Risk to lessors to plummet in India while aircraft deferrals and cancellations continue to mount

R.N. Choubey, Indian Civil Aviation Secretary, has confirmed that the government is in the process of amending the legal framework to enable lessors to take back aircraft quickly from defaulting airlines: “We are exploring ways to de-risk the leasing business,” he said. “If the airline defaults on its terms, the leasing company or the owner of the aircraft could be allowed to take it out of the country quickly [within seven or ten days].”

But India may only change the rules for those airlines involved in the regional connectivity scheme, which at this time really cannot get off of the ground without lessor backing. Lessors want to be sure that the DGCA can swiftly deregister aircraft upon request by the asset owner – something that currently does not happen.

Meanwhile, pressure is building on the A380 program after Qantas announced that the airline “sees no market for the remaining eight A380 aircraft the airline is due to receive”, according to a statement by chief executive Alan Joyce: “There’s a network for 12 [the airline currently has in service] that’s very good and works very well, but the airline “struggles with a network for the next eight”. Although deferred the remaining eight A380 aircraft were never cancelled – this may change following this statement.

Given the rapid progress at Boeing on the 777-9, the A380 may struggle to survive for much longer without some sort of upgrade. This train of thought is exactly what Tim Clarke, CEO of Emirates, has been talking about for some time. He will be increasingly worried for his A380 order pipeline if Airbus is forced to slow production further or re-think the program altogether as Boeing is with the 747-8. Emirates and Airbus together will surely have to announce the launch of an improved A380 in 2017.

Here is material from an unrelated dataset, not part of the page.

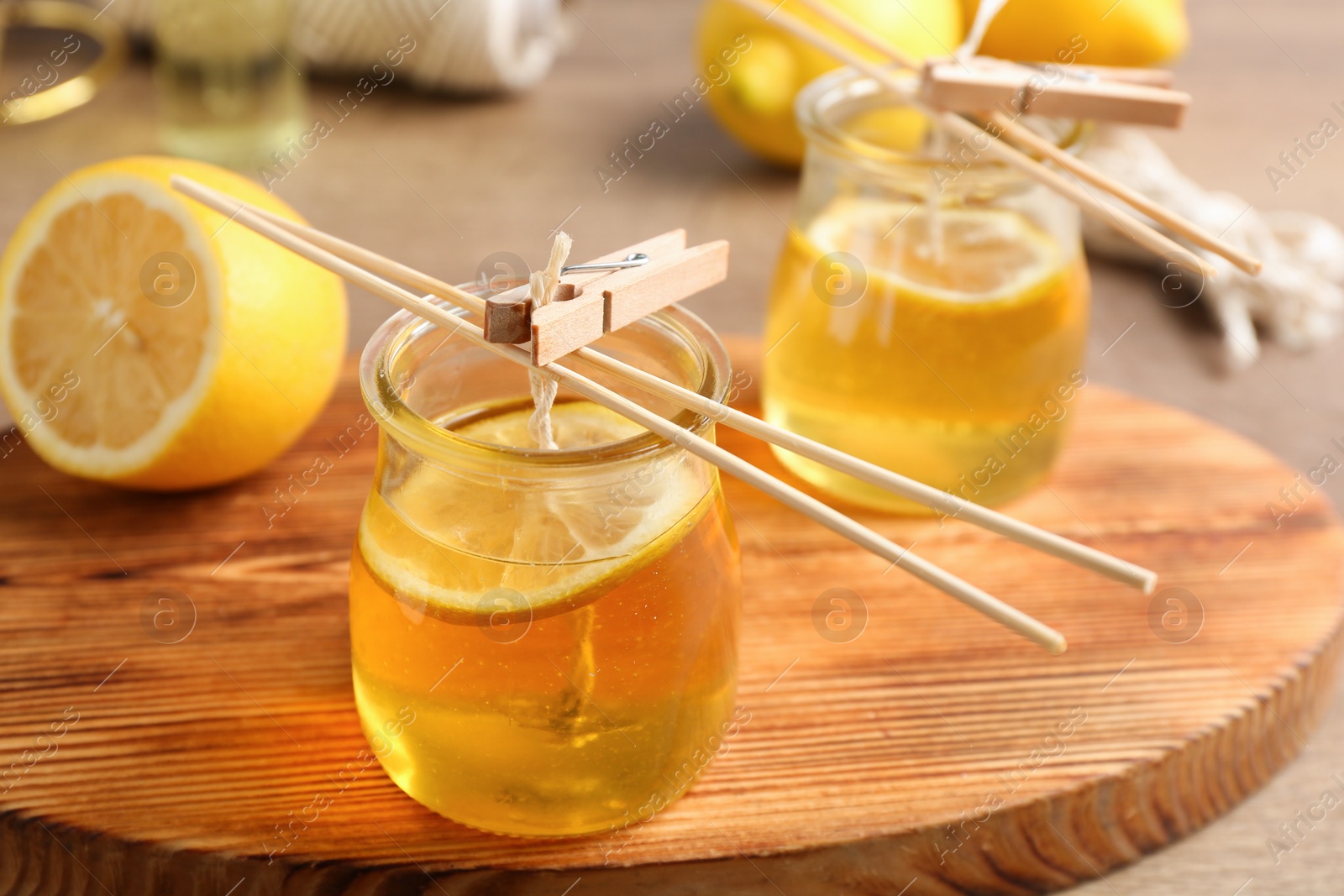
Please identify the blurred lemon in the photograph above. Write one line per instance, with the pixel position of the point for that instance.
(765, 67)
(147, 342)
(1129, 33)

In another expected blow for Airbus, LATAM is pushing back deliveries. LATAM reported a wider-than-forecast net loss for Q2 2016 of US$92 million from US$50m for the same period last year.  LATAM has continued to cut capacity in the Brazilian market, shifting toward building up Lima as a hub.  Sales for the second three months of 2016 were US$2.1 billion, down from US$2.4 billion a year ago. In the first six months, the airline made a US$10 million profit.

LATAM will now defer 12 A320neo aircraft and two A350s. The airline has opted to redeliver five additional A320s, three A319s and one 777-200 freighter previously due for 2017 delivery.

The airline maintained its margin guidance of 4.5% to 6.5% for 2016, and said previously announced fleet reductions were proceeding in line with plans. Part of this decline was offset by the continued positive trend in costs, with total operating expenses declining by 12%, resulting in a 10.5% decline in costs per ASK equivalent.

As of August 2016, LATAM Airlines Group has reduced fleet assets for 2017-2018 by US$1.1 billion, in line with the company’s previously announced plans to achieve a decrease of US$2.0 to US$3.0 billion in expected fleet assets for 2018.

In July, LATAM entered into an agreement with Qatar Airways to acquire up to 10% of LATAM’s total shares. If/Once approved, a capital infusion of US$ 613 million will run through the books in Q4 2016.

LATAM Airlines Group’s fleet stands at 333 aircraft including 241 A320 family aircraft, five A330-200s and three A350-900s. 37 767-300 passenger aircraft, 11 767-300F cargo aircraft, 10 777-300ERs, four 777-200Fs, plus 10 787-8 and 12 787-9s.